Immer wieder verlieren Steuerzahler Geld durch Fehler in ihrer Einkommensteuererklärung.

Darauf weist der Lohnsteuerhilfeverein Vereinigte Lohnsteuerhilfe e.V. (VLH) hin.

Beiträge zum Beispiel für die Riester- oder Rürup-Rente können Arbeitnehmer von der Steuer absetzen, müssen die Riester- und Rürup-Kosten daher in der Steuererklärung angeben.

Gleiches gilt für Handwerkerleistung oder haushaltsnahe Dienstleistung.

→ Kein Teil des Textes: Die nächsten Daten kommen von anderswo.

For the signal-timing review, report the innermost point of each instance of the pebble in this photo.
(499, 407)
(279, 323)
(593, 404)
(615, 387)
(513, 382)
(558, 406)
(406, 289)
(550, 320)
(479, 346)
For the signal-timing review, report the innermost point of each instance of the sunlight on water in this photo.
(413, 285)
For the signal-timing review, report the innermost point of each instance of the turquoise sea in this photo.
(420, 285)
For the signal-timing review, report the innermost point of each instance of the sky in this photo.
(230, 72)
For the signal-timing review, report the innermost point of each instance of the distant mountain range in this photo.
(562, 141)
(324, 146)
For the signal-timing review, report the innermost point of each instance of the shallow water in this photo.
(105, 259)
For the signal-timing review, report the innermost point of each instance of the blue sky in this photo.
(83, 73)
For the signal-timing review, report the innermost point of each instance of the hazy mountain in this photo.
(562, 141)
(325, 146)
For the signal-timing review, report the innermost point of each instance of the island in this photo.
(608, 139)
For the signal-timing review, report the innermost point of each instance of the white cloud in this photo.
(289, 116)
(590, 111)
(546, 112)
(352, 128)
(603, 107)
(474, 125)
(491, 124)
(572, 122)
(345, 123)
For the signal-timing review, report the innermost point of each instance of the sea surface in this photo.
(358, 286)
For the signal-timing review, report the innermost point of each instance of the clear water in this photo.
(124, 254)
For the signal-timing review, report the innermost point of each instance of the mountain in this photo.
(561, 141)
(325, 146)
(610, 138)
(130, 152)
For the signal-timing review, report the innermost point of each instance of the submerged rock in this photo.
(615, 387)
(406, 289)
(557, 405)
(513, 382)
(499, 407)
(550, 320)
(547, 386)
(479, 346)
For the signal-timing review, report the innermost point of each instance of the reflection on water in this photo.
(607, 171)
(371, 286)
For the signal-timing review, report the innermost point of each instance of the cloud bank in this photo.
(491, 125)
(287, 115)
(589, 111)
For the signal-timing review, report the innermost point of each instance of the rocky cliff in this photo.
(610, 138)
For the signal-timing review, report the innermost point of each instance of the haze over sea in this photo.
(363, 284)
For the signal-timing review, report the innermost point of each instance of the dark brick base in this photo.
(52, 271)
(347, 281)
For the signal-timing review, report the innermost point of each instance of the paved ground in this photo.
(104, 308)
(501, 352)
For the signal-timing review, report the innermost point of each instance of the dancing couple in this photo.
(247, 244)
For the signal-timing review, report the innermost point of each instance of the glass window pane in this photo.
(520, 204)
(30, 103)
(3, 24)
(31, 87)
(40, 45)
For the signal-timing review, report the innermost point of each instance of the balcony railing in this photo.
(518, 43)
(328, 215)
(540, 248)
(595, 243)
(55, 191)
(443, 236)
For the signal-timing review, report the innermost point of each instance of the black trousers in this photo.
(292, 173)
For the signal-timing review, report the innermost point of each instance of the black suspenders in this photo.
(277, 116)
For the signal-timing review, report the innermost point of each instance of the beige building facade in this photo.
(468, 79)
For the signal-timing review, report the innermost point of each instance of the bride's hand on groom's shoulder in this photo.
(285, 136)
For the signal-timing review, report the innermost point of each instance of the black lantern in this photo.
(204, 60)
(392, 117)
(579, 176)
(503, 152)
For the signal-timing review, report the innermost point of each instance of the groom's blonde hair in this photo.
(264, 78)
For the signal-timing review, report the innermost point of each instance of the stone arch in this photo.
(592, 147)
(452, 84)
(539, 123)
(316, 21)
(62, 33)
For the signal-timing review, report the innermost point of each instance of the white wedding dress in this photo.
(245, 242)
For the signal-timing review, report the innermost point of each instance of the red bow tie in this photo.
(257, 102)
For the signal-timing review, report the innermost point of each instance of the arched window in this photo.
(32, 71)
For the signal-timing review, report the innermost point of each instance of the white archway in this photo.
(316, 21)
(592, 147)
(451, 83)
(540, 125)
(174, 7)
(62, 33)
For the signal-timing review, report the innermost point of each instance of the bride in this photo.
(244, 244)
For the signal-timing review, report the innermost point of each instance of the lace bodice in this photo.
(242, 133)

Bei den außergewöhnlichen Belastungen erwarten Steuerexperten ein wichtiges Urteil des Bundesfinanzhofs (BFH). Der BFH wird in Bezug auf außergewöhnliche Belastungen entscheiden, ob die Regel zur zumutbaren Eigenbelastung fällt. Bislang gilt: Nur die Krankheits-, Pflegeheim- oder Scheidungskosten, die über der eigenen zumutbaren Belastungsgrenze liegen, kann man absetzen. Wie hoch die Grenze für jeden Einzelnen ausfällt, richtet sich momentan vor allem nach dem Einkommen: Je mehr Sie verdienen, desto mehr Ausgaben gelten derzeit als zumutbar. Viele Bürger sammeln deshalb gar nicht erst die Belege für das Zahnimplantat oder die Brille, weil sie denken, dass sie mit den Kosten sowieso nicht über die Zumutbarkeitsgrenze kommen. Der Clou: Weil das Verfahren beim BFH läuft, können Sie schon jetzt jeden Cent Ihrer außergewöhnlichen Belastungen in der Steuererklärung angeben. Werden die BFH-Richter die Belastungsgrenze tatsächlich kippen, haben Sie sich damit größere Steuervorteile gesichert. Denn dann können Sie die vollen Kosten für das Zahnimplantat oder die Brille absetzen. Das gilt auch, wenn bis zu Ihrem Steuerbescheid kein Urteil gesprochen wird. Sie erhalten den vollen Steuervorteil bezüglich Ihrer außergewöhnlichen Belastungen dann nachträglich.

Vier Wochen nach dem Steuerbescheid verstreicht die Einspruchsfrist. So lange können Sie den Bescheid genauer unter die Lupe nehmen oder einen Profi engagieren, der nachträglich für Sie gegenüber dem Finanzamt eintritt und etwaige Fehler behebt.

Arbeitnehmer und Rentner müssen ihre Steuererklärung bis 31. Mai abgeben. Eine Fristverlängerung ist auf Antrag möglich.